After dinner, the president sometimes continues his deliberations on the phone with a circle of senior aides that has expanded over time to include Kate Bedingfield, his communications chief; Anita Dunn, a veteran Obama-era adviser; Jen Psaki, his press secretary; Cedric Richmond, the public engagement chief; and Jen O’Malley Dillon, the operations guru.

But most evenings, Mr. Biden is in regular contact with the so-called historians, who have been by his side for decades: Mr. Donilon, Mr. Klain, Mr. Reed and Mr. Ricchetti.

In a White House that is more diverse than any before it, aides say those four white men are the ones the president goes to for a final gut-check before making a decision.

Mr. Donilon, who polishes Mr. Biden’s speeches and is the “keeper of the flame” when it comes to determining the president’s overall message, is less involved in the day-to-day West Wing operations than David Axelrod, who performed a similar role for Mr. Obama. But he remains an influential force, often prodding Mr. Biden toward a conclusion. He tends to stay mostly silent until the very end of a discussion, at which point Mr. Biden often embraces whatever point he has made.

“I agree with Mike” signals the end of the meeting, according to people who have witnessed exchanges between the two men.

Mr. Klain has the most regular contact with the president, with a standing daily Oval Office meeting and a mandate to keep Mr. Biden’s agenda moving forward. He has been a constant in the president’s meetings with his coronavirus team as he maps out the administration’s operational response. He is also the lone Twitter obsessive in Mr. Biden’s inner circle, amplifying reporters when he agrees with them, and questioning them when he does not.

Mr. Reed weighs in sporadically with treatises on the issues he believes voters most care about — his ideas, aides say, shape the arc of Mr. Biden’s most important speeches.

And Mr. Ricchetti, who led Mr. Biden’s 2020 presidential campaign and has deep connections to Capitol Hill, is the designated optimist in the group. He is the president’s golfing buddy and the person most often described as a genuine “F.O.P.,” or friend of the president. Last month in Wilmington, Del., Mr. Biden’s first round of golf as president was with Mr. Ricchetti and the father-in-law to Mr. Biden’s son, Beau Biden.
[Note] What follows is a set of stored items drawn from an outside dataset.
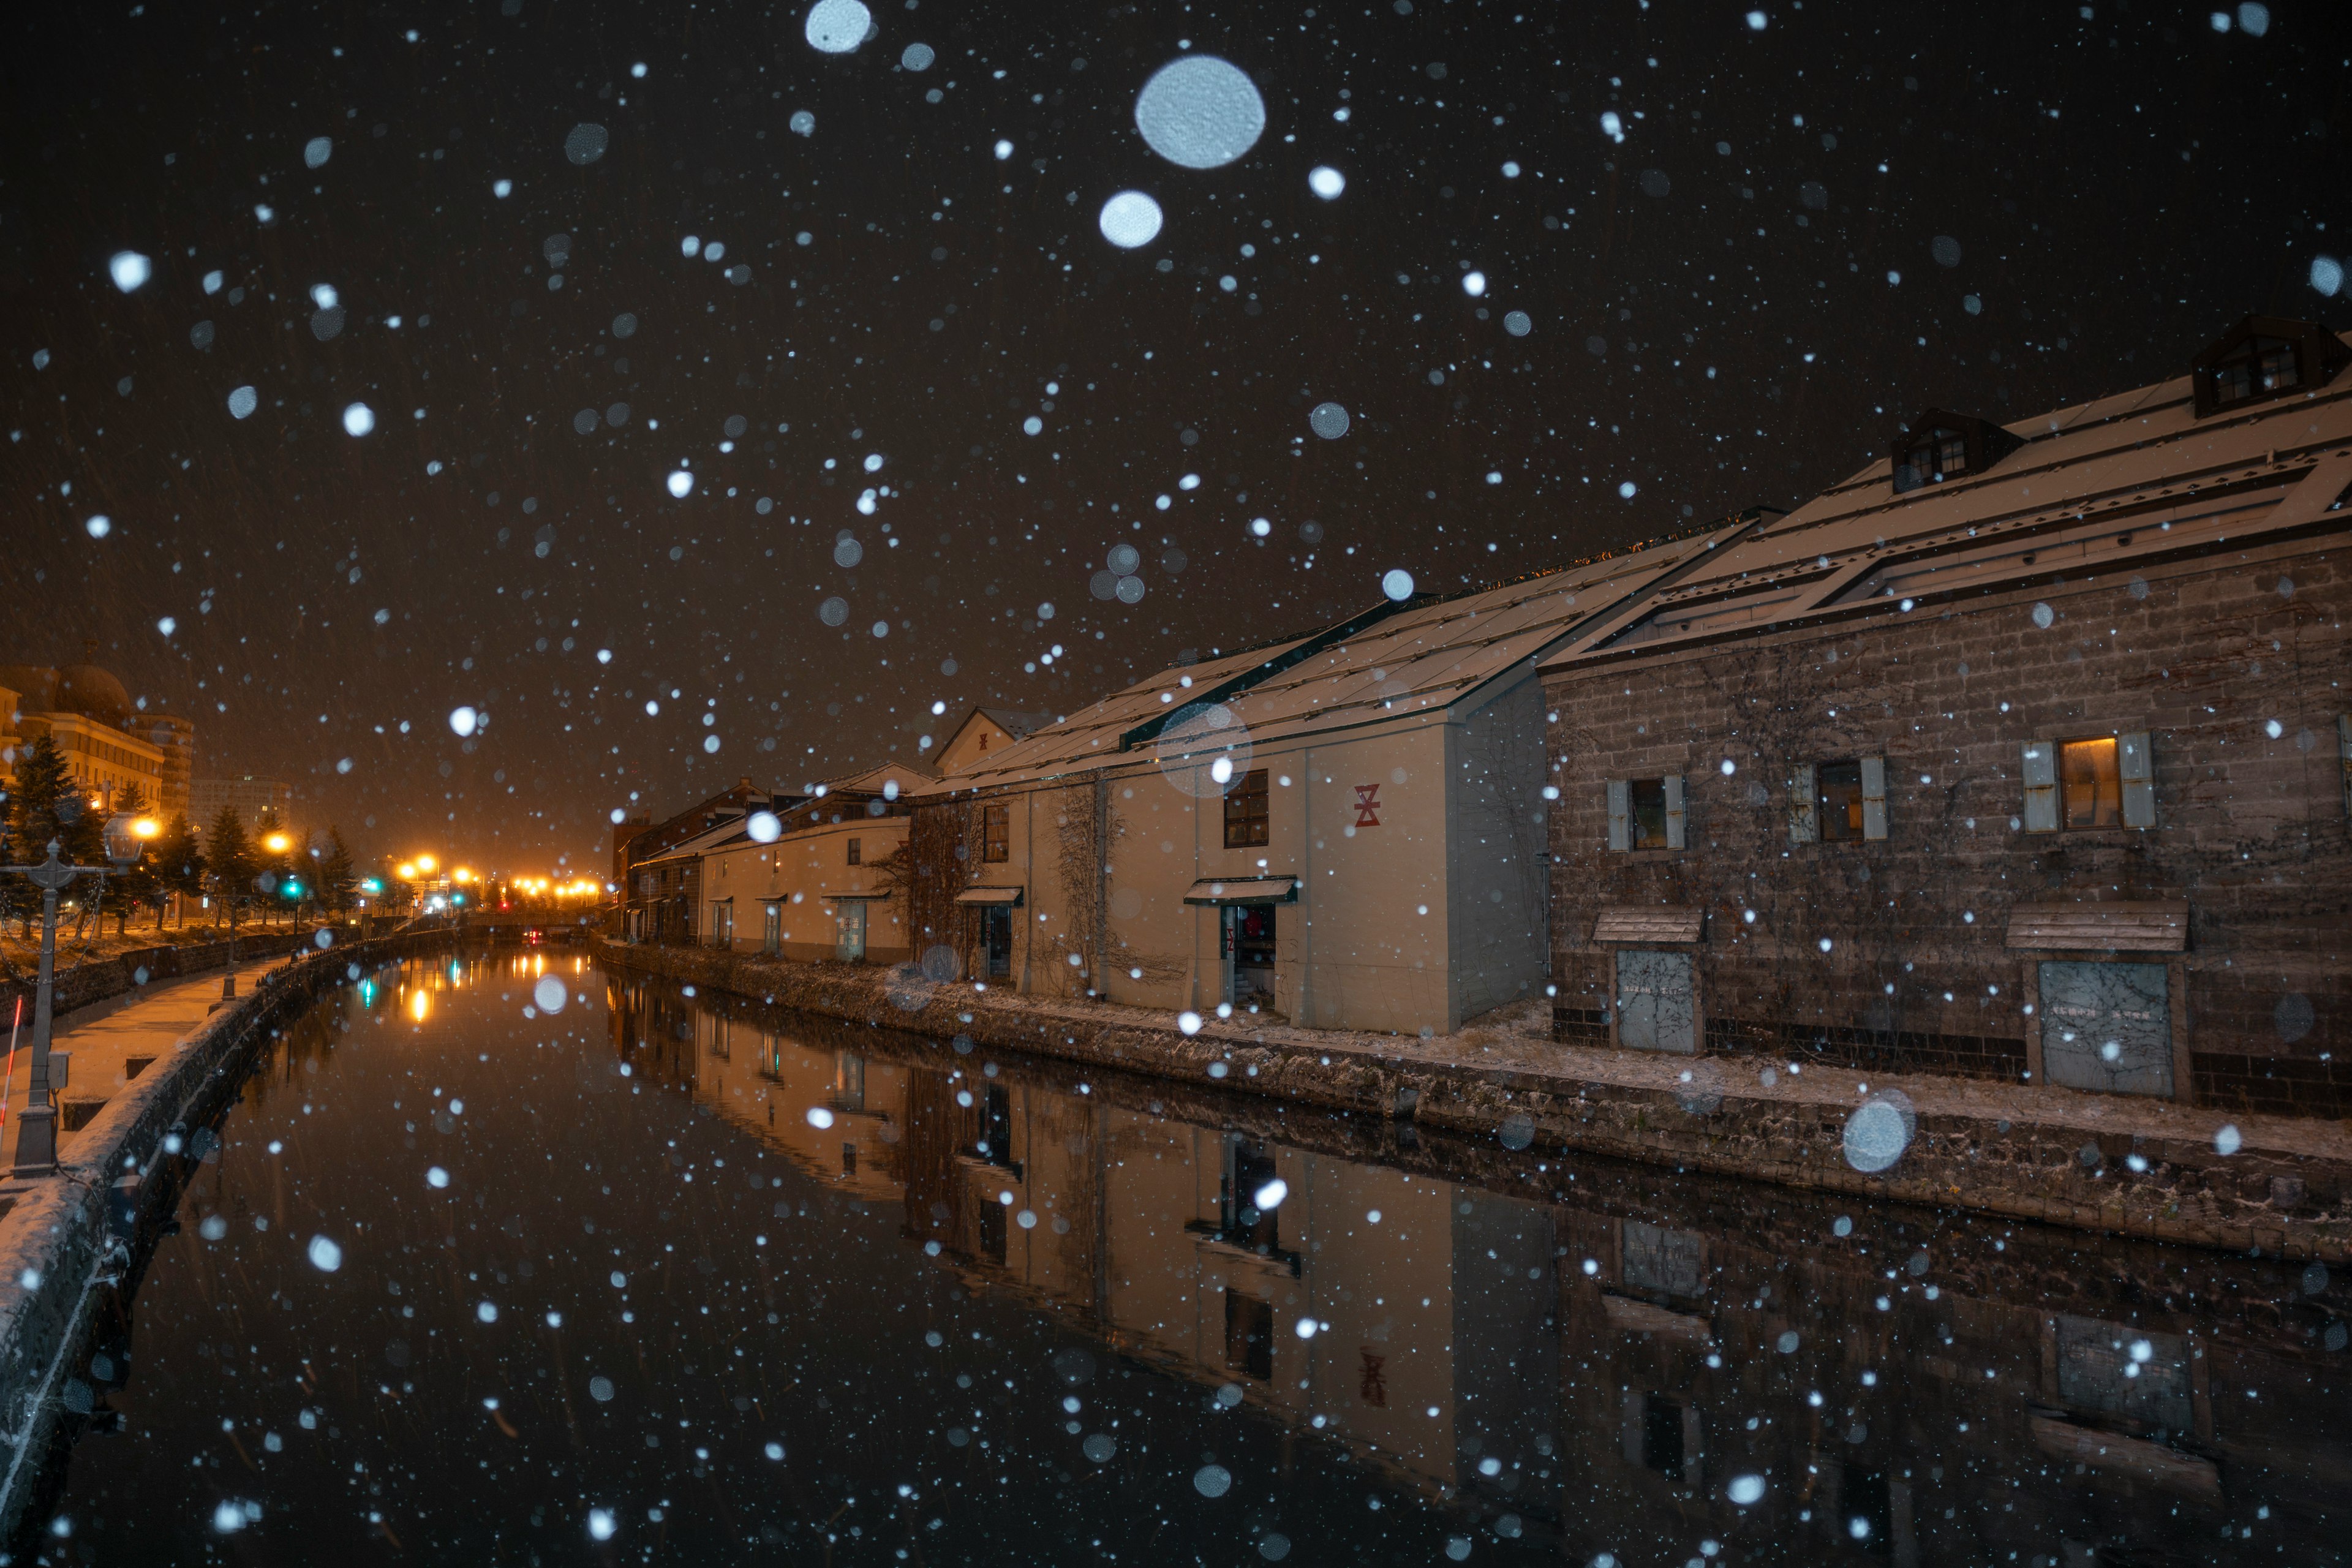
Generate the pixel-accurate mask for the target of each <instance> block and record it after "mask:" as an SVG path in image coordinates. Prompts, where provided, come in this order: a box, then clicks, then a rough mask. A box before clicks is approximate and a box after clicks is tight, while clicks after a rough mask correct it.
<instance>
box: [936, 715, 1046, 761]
mask: <svg viewBox="0 0 2352 1568" xmlns="http://www.w3.org/2000/svg"><path fill="white" fill-rule="evenodd" d="M1051 722H1054V715H1049V712H1014V710H1011V708H974V710H971V712H967V715H964V722H962V724H957V726H955V733H950V736H948V741H946V743H943V745H941V748H938V757H934V759H931V764H929V766H931V769H936V771H938V776H941V778H946V776H950V773H962V771H964V769H967V766H974V764H978V762H985V759H988V755H990V752H1002V750H1004V748H1007V745H1011V743H1014V741H1025V738H1028V736H1033V733H1035V731H1040V729H1044V726H1047V724H1051Z"/></svg>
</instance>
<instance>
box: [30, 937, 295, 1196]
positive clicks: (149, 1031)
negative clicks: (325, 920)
mask: <svg viewBox="0 0 2352 1568" xmlns="http://www.w3.org/2000/svg"><path fill="white" fill-rule="evenodd" d="M280 964H285V957H268V959H254V961H249V964H240V966H238V969H235V983H238V997H245V994H249V992H252V990H254V987H256V985H259V983H261V976H266V973H268V971H270V969H278V966H280ZM228 973H230V971H226V969H216V971H212V973H200V976H191V978H183V980H165V983H158V985H146V987H139V990H132V992H122V994H120V997H111V999H106V1001H94V1004H89V1006H85V1009H78V1011H73V1013H66V1016H64V1018H59V1020H56V1027H54V1032H52V1046H54V1048H56V1051H68V1053H71V1056H73V1067H71V1077H68V1081H66V1088H64V1091H61V1093H59V1095H56V1100H59V1131H56V1147H59V1150H71V1147H73V1140H75V1138H80V1133H82V1128H85V1126H89V1121H92V1117H96V1114H99V1112H101V1110H103V1107H106V1103H108V1100H113V1098H115V1095H118V1093H120V1091H122V1088H125V1086H127V1084H132V1081H136V1079H139V1077H141V1074H143V1072H146V1070H148V1067H153V1065H155V1063H158V1060H160V1058H165V1056H169V1053H172V1051H174V1048H176V1046H179V1041H181V1039H186V1037H188V1034H191V1032H193V1030H195V1027H198V1025H202V1023H205V1018H209V1016H212V1013H214V1009H216V1006H219V1001H221V980H223V978H226V976H228ZM31 1011H33V1009H26V1025H24V1027H21V1030H19V1032H16V1034H19V1037H16V1056H14V1063H7V1058H0V1063H7V1065H0V1072H5V1074H7V1077H5V1081H7V1098H5V1105H7V1126H5V1128H0V1171H14V1168H16V1131H19V1126H21V1121H24V1114H21V1112H24V1105H26V1095H28V1093H31V1084H33V1025H31ZM19 1190H21V1185H19V1182H14V1180H0V1201H12V1199H14V1197H19Z"/></svg>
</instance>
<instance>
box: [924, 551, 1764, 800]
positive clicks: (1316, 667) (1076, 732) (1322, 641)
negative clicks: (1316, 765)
mask: <svg viewBox="0 0 2352 1568" xmlns="http://www.w3.org/2000/svg"><path fill="white" fill-rule="evenodd" d="M1762 520H1764V512H1745V515H1740V517H1736V520H1726V524H1722V527H1712V529H1703V531H1698V534H1691V536H1684V538H1675V541H1665V543H1658V545H1651V548H1646V550H1635V552H1623V555H1611V557H1606V559H1597V562H1585V564H1581V567H1569V569H1562V571H1548V574H1541V576H1531V578H1522V581H1517V583H1503V585H1498V588H1484V590H1472V592H1463V595H1454V597H1444V599H1411V602H1406V604H1385V607H1374V609H1371V611H1364V614H1357V616H1350V618H1345V621H1338V623H1334V625H1331V628H1324V630H1322V632H1312V635H1305V637H1282V639H1277V642H1270V644H1265V646H1258V649H1249V651H1242V654H1225V656H1221V658H1211V661H1204V663H1197V665H1178V668H1171V670H1162V672H1160V675H1155V677H1150V679H1145V682H1138V684H1134V686H1127V689H1124V691H1115V693H1110V696H1105V698H1101V701H1098V703H1094V705H1089V708H1087V710H1082V712H1075V715H1070V717H1065V719H1061V722H1056V724H1049V726H1047V729H1040V731H1037V733H1035V736H1030V738H1028V741H1021V743H1016V745H1007V748H1004V750H1002V752H990V755H988V757H985V759H981V762H974V764H971V766H967V769H964V771H962V773H957V776H955V778H948V780H943V783H941V790H934V792H929V795H931V797H938V795H941V792H962V790H981V788H993V785H1011V783H1033V780H1044V778H1058V776H1068V773H1080V771H1091V769H1103V766H1120V764H1131V762H1143V759H1150V757H1155V755H1204V752H1218V750H1225V748H1228V745H1230V743H1232V738H1235V731H1232V726H1235V724H1240V726H1242V729H1244V731H1247V736H1249V738H1251V741H1254V743H1258V745H1263V743H1268V741H1282V738H1289V736H1301V733H1327V731H1338V729H1352V726H1364V724H1383V722H1395V719H1411V717H1416V715H1423V717H1437V719H1442V717H1444V715H1446V712H1449V710H1451V708H1454V705H1456V703H1461V701H1463V698H1470V696H1475V693H1477V691H1482V689H1484V686H1486V684H1489V682H1494V679H1496V677H1501V675H1508V672H1510V670H1512V668H1517V665H1524V663H1526V661H1534V658H1538V656H1541V654H1545V651H1548V649H1552V646H1559V644H1562V642H1564V639H1569V637H1571V635H1573V632H1576V630H1578V628H1583V625H1588V623H1590V621H1595V618H1599V616H1606V614H1611V611H1613V609H1616V607H1621V604H1623V602H1625V597H1628V595H1632V592H1637V590H1646V588H1656V585H1658V583H1663V581H1670V578H1672V576H1675V574H1677V571H1679V569H1684V567H1689V564H1691V562H1696V559H1698V557H1703V555H1705V552H1708V550H1712V548H1715V541H1717V538H1726V536H1740V534H1743V531H1748V529H1755V527H1759V524H1762Z"/></svg>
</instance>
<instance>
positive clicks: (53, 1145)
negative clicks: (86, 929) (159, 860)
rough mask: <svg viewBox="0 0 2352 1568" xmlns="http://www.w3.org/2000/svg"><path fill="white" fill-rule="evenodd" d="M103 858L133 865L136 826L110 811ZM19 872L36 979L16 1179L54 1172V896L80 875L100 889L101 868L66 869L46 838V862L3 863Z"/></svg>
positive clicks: (101, 867)
mask: <svg viewBox="0 0 2352 1568" xmlns="http://www.w3.org/2000/svg"><path fill="white" fill-rule="evenodd" d="M101 837H103V839H106V858H108V860H111V863H113V870H118V872H127V870H129V867H134V865H139V856H141V853H143V851H141V846H139V825H136V820H134V818H132V816H127V813H115V816H111V818H108V820H106V827H103V832H101ZM5 870H12V872H24V877H26V879H28V882H31V884H33V886H38V889H40V980H38V983H35V987H33V1067H31V1084H28V1086H26V1107H24V1112H19V1121H16V1171H14V1173H16V1175H49V1173H54V1171H56V1100H54V1093H52V1091H54V1088H64V1084H49V1063H52V1056H49V1023H52V1018H54V1011H56V896H59V893H61V891H64V889H66V886H68V884H71V882H73V879H75V877H80V875H92V877H96V879H99V886H101V891H103V886H106V870H108V867H103V865H66V863H61V860H59V858H56V839H49V858H47V860H42V863H40V865H9V867H5Z"/></svg>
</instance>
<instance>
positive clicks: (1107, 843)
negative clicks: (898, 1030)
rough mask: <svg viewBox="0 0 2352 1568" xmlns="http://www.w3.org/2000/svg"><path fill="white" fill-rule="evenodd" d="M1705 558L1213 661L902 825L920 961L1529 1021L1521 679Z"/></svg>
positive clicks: (1289, 1020)
mask: <svg viewBox="0 0 2352 1568" xmlns="http://www.w3.org/2000/svg"><path fill="white" fill-rule="evenodd" d="M1703 548H1705V538H1691V541H1679V543H1668V545H1661V548H1656V550H1649V552H1642V555H1628V557H1616V559H1604V562H1592V564H1585V567H1576V569H1569V571H1555V574H1545V576H1538V578H1526V581H1519V583H1508V585H1501V588H1489V590H1477V592H1465V595H1456V597H1446V599H1411V602H1404V604H1397V602H1390V604H1381V607H1376V609H1371V611H1364V614H1359V616H1352V618H1348V621H1341V623H1336V625H1331V628H1324V630H1319V632H1312V635H1308V637H1289V639H1282V642H1275V644H1268V646H1263V649H1251V651H1242V654H1221V656H1214V658H1209V661H1207V663H1197V665H1185V668H1174V670H1164V672H1160V675H1155V677H1152V679H1148V682H1141V684H1136V686H1129V689H1127V691H1120V693H1112V696H1108V698H1103V701H1101V703H1096V705H1091V708H1089V710H1084V712H1080V715H1073V717H1068V719H1061V722H1056V724H1051V726H1047V729H1040V731H1037V733H1033V736H1030V738H1028V741H1018V743H1014V745H1009V748H1002V750H995V752H990V755H988V757H985V759H976V762H971V764H967V769H964V771H962V773H957V776H953V778H948V780H946V783H943V785H941V788H938V790H934V792H927V795H924V797H922V802H920V804H917V823H915V839H913V846H910V858H913V875H915V877H917V900H915V903H917V907H915V933H913V940H915V947H917V950H924V952H929V950H931V947H934V945H938V947H946V950H948V959H943V966H946V969H948V971H950V973H964V976H969V978H974V980H983V983H990V985H1014V987H1018V990H1023V992H1040V994H1091V997H1105V999H1110V1001H1122V1004H1134V1006H1148V1009H1169V1011H1202V1013H1207V1011H1218V1009H1225V1011H1244V1013H1247V1011H1256V1013H1263V1016H1270V1018H1279V1020H1287V1023H1296V1025H1308V1027H1341V1030H1381V1032H1404V1034H1451V1032H1454V1030H1456V1027H1461V1023H1463V1020H1465V1018H1472V1016H1477V1013H1484V1011H1489V1009H1496V1006H1503V1004H1510V1001H1517V999H1526V997H1541V992H1543V985H1545V971H1548V964H1550V954H1548V936H1545V889H1548V884H1545V877H1543V853H1545V844H1543V823H1545V804H1543V797H1541V795H1543V788H1545V710H1543V693H1541V686H1538V677H1536V663H1534V661H1536V658H1541V656H1543V654H1548V651H1552V649H1555V646H1562V644H1564V642H1566V639H1571V637H1573V635H1576V630H1578V628H1581V625H1585V623H1590V621H1592V618H1595V616H1602V614H1606V611H1609V609H1611V607H1613V604H1618V602H1621V599H1623V597H1625V595H1628V592H1637V590H1642V588H1646V585H1653V583H1658V581H1665V578H1672V576H1675V574H1677V571H1684V569H1689V567H1691V562H1693V559H1696V555H1698V552H1700V550H1703Z"/></svg>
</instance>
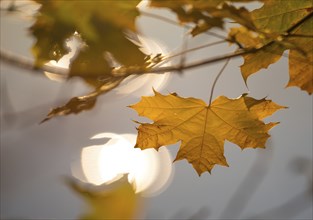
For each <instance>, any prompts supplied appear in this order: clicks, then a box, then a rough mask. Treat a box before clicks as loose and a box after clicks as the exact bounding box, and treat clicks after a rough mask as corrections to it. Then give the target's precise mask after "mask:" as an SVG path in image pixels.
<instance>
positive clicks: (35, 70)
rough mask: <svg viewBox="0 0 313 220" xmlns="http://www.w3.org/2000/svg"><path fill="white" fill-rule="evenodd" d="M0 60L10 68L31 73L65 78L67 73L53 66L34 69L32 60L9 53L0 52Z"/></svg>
mask: <svg viewBox="0 0 313 220" xmlns="http://www.w3.org/2000/svg"><path fill="white" fill-rule="evenodd" d="M0 60H1V61H4V62H6V63H8V64H10V65H12V66H16V67H19V68H23V69H26V70H30V71H32V72H39V73H42V72H43V71H44V72H50V73H55V74H59V75H64V77H66V76H67V73H68V69H65V68H61V67H55V66H49V65H43V66H42V67H35V66H34V62H33V61H32V60H30V59H26V58H24V57H22V56H17V55H15V54H12V53H10V52H7V51H3V50H1V51H0Z"/></svg>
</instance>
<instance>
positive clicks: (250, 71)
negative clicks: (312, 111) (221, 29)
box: [230, 0, 313, 94]
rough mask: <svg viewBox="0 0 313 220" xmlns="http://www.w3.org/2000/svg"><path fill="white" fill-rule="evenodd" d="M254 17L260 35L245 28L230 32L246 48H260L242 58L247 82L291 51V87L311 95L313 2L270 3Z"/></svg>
mask: <svg viewBox="0 0 313 220" xmlns="http://www.w3.org/2000/svg"><path fill="white" fill-rule="evenodd" d="M251 15H252V19H253V21H254V24H255V26H256V27H257V32H253V31H251V30H248V29H247V28H243V27H240V28H235V29H232V30H231V32H230V36H231V38H234V39H235V40H236V41H237V42H239V43H240V44H241V45H243V46H244V49H249V48H259V50H257V51H256V52H253V53H250V54H246V55H243V57H244V64H243V65H242V66H241V72H242V76H243V78H244V80H245V81H246V80H247V78H248V77H249V76H250V75H252V74H254V73H256V72H257V71H259V70H260V69H262V68H268V66H269V65H271V64H273V63H275V62H277V61H278V60H279V59H280V58H281V56H282V54H283V53H284V51H285V50H290V53H289V73H290V81H289V83H288V86H298V87H300V88H301V89H302V90H305V91H307V92H308V93H309V94H311V93H312V91H313V85H312V84H313V70H312V68H313V67H312V66H313V52H312V50H313V49H312V48H313V41H312V39H313V1H311V0H303V1H284V0H268V1H264V5H263V6H262V7H261V8H260V9H256V10H254V11H253V12H252V13H251ZM253 44H254V45H253Z"/></svg>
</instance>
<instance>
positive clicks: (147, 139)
mask: <svg viewBox="0 0 313 220" xmlns="http://www.w3.org/2000/svg"><path fill="white" fill-rule="evenodd" d="M130 107H131V108H133V109H134V110H136V111H137V112H138V114H139V115H140V116H145V117H148V118H149V119H151V120H153V121H154V123H153V124H150V123H140V126H139V127H138V137H137V143H136V147H139V148H141V149H147V148H155V149H159V148H160V147H161V146H164V145H170V144H174V143H176V142H178V141H181V146H180V149H179V151H178V153H177V156H176V159H175V161H177V160H182V159H187V160H188V162H189V163H191V164H192V165H193V167H194V169H195V170H196V171H197V173H198V174H199V175H201V174H202V173H203V172H205V171H209V172H211V170H212V168H213V167H214V165H215V164H218V165H222V166H228V164H227V162H226V158H225V157H224V142H225V140H228V141H230V142H233V143H235V144H237V145H238V146H239V147H240V148H242V149H245V148H249V147H251V148H265V142H266V141H267V139H268V138H269V137H270V135H269V134H268V131H269V130H270V129H271V128H272V127H273V126H275V125H276V124H277V123H268V124H265V123H264V122H263V121H261V119H263V118H264V117H267V116H269V115H271V114H273V113H274V112H275V111H277V110H279V109H281V108H284V107H282V106H279V105H277V104H275V103H274V102H272V101H270V100H265V99H262V100H255V99H253V98H250V97H247V96H246V95H243V96H241V97H239V98H237V99H229V98H227V97H224V96H220V97H218V98H217V99H215V101H213V102H212V104H211V105H207V104H206V103H205V102H204V101H202V100H200V99H195V98H182V97H179V96H178V95H176V94H169V95H166V96H164V95H162V94H160V93H158V92H155V96H153V97H142V99H141V101H140V102H139V103H137V104H135V105H132V106H130Z"/></svg>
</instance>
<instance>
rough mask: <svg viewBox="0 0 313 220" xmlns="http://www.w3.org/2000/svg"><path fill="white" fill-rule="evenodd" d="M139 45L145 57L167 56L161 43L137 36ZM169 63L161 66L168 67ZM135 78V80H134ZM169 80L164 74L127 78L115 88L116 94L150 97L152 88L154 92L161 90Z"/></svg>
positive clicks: (137, 76)
mask: <svg viewBox="0 0 313 220" xmlns="http://www.w3.org/2000/svg"><path fill="white" fill-rule="evenodd" d="M137 37H138V39H139V42H140V44H141V45H142V48H141V50H142V51H143V52H144V53H145V54H147V55H151V54H152V55H156V54H168V51H167V50H166V47H165V46H163V45H161V43H159V42H157V41H155V40H152V39H150V38H146V37H143V36H137ZM169 65H171V62H167V63H165V64H164V65H161V66H169ZM135 77H137V78H136V79H134V78H135ZM169 78H170V74H169V73H164V74H152V73H150V74H144V75H140V76H129V77H128V78H127V79H126V80H124V81H123V83H122V84H121V85H120V86H119V87H118V88H117V90H116V91H117V94H121V95H128V94H131V95H133V96H138V97H139V96H142V95H151V94H152V88H154V89H155V90H161V89H162V88H163V87H164V86H166V83H167V82H168V80H169Z"/></svg>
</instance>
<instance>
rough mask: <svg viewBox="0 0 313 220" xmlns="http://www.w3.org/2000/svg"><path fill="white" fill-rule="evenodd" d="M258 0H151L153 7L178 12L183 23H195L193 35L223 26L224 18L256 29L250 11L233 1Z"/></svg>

Mr. Ricchetti is also in charge of helping the president sort out another consequential decision: which of his allies will receive ambassadorships that are crucial to preserving the interests of the United States. Initially, the White House said that Mr. Biden would be making his first round of decisions in mid-April.

The president is already well past that deadline. On May 4, Ms. Psaki told reporters that the president would be evaluating nominees “soon.” Asked to define “soon” — Days? Months? Weeks? — Ms. Psaki said out loud what many of the president’s aides were no doubt thinking.

“Well,” she said, “I think it depends on when the president makes some decisions.”